Durante un incontro al Miur Amministrazione e sindacati hanno fatto il punto su titoli di accesso, requisiti di servizio e tabella titoli.

Requisiti di accesso

I requisiti di accesso sono stati indicati per legge, dal Decreto Dignità entrato in vigore il 12 agosto 2018.

Il concorso straordinario è riservato ai docenti in possesso di diploma magistrale conseguito entro l’a.s. 2001/02 o laurea in Scienze della formazione primaria con due annualità di servizio specifiche per il posto richiesto, svolte nella scuola statale negli ultimi otto.

Il Miur ha chiarito

  • per due anni di servizio si intendono 180 giorni per a.s. o  servizio continuativo dal 1° febbraio fino agli scrutini finali
  • al concorso per i posti di sostegno accedono i docenti in possesso del titolo di specializzazione. Il servizio però sarà considerato valido anche se svolto prima del conseguimento della specializzazione
  • Con  il termine “specifico”  si intenderà quello prestato rispettivamente nell’ordine dell’infanzia e primaria.
  • il servizio specifico (nella scuola dell’infanzia e primaria) prestato sui posti di sostegno sarà valido ai fini dell’ammissione al concorso per i posti comuni.

Per accedere al concorso per sostegno bisogna dunque essere in possesso della relativa specializzazione.

Il servizio nelle scuole paritarie

La legge ha dunque escluso che il servizio svolto nelle scuole paritarie possa essere valido per l’accesso al concorso. E tuttavia, come riferito dallo Snals, durante la riunione è stata rilevata una incongruenza relativamente ai requisiti di ammissione poichè nei due anni richiesti non è contemplato il servizio prestato nelle scuole paritarie mentre lo stesso servizio è valutabile nei titoli di servizio.

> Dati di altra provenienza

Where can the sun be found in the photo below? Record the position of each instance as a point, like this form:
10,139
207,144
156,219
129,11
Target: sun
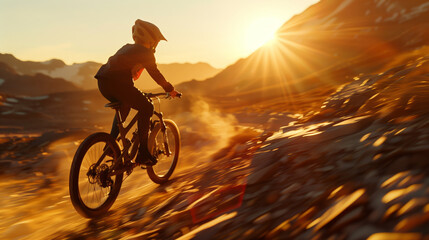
261,31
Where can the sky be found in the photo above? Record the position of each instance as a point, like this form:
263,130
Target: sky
218,32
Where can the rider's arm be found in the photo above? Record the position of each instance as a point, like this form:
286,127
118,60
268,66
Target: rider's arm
153,71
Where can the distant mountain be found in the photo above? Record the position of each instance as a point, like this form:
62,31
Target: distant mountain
177,73
35,85
326,45
82,74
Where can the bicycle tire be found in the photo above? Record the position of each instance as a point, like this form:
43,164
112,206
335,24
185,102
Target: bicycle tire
94,141
152,171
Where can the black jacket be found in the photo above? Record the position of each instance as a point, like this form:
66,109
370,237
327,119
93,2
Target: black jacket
120,65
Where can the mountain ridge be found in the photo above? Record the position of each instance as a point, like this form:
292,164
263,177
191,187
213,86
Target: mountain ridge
82,74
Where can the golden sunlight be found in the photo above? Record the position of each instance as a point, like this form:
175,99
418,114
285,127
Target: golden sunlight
261,31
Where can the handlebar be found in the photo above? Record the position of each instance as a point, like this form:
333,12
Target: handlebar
155,95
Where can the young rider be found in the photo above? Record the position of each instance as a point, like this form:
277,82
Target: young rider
115,81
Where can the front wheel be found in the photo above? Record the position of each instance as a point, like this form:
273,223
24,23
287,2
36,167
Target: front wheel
165,146
92,190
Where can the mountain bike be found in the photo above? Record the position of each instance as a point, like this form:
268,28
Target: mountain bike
100,161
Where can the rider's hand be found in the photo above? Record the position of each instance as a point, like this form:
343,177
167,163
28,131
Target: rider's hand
174,94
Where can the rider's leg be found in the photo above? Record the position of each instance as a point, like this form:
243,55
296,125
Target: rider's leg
126,93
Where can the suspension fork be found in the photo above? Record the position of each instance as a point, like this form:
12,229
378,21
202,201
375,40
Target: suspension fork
164,132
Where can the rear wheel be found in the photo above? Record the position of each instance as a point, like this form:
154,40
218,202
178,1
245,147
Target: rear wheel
92,191
165,146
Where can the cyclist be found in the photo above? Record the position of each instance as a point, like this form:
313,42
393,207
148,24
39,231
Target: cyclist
115,81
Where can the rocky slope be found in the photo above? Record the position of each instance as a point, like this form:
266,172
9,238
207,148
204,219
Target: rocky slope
338,159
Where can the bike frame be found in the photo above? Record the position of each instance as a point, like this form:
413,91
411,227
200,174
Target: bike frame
125,158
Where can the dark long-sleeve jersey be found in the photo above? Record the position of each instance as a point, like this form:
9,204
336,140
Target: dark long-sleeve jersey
120,65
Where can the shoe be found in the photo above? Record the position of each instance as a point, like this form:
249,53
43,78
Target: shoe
145,158
109,151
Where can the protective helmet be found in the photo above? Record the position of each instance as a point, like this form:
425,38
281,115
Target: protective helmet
146,32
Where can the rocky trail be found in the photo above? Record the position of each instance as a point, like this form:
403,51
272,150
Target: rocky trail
356,169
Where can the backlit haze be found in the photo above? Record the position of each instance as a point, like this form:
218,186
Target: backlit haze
217,32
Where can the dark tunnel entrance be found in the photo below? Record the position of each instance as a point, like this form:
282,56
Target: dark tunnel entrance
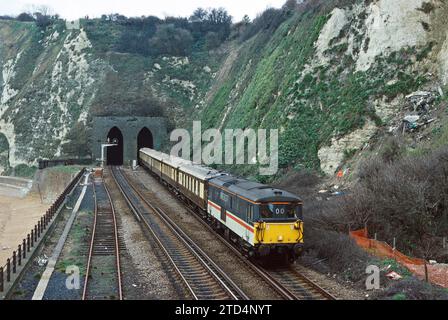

L’amministrazione ha preso atto della posizione dello Snals e si è riservata di consultare l’ufficio legislativo.

Decreto e bando

Il decreto che disciplina termini e modalità del concorso sarà pubblicato ad ottobre, mentre per il bando bisognerà completare l’iter di autorizzazione. Il primo passaggio è la richiesta di parere al CSPI.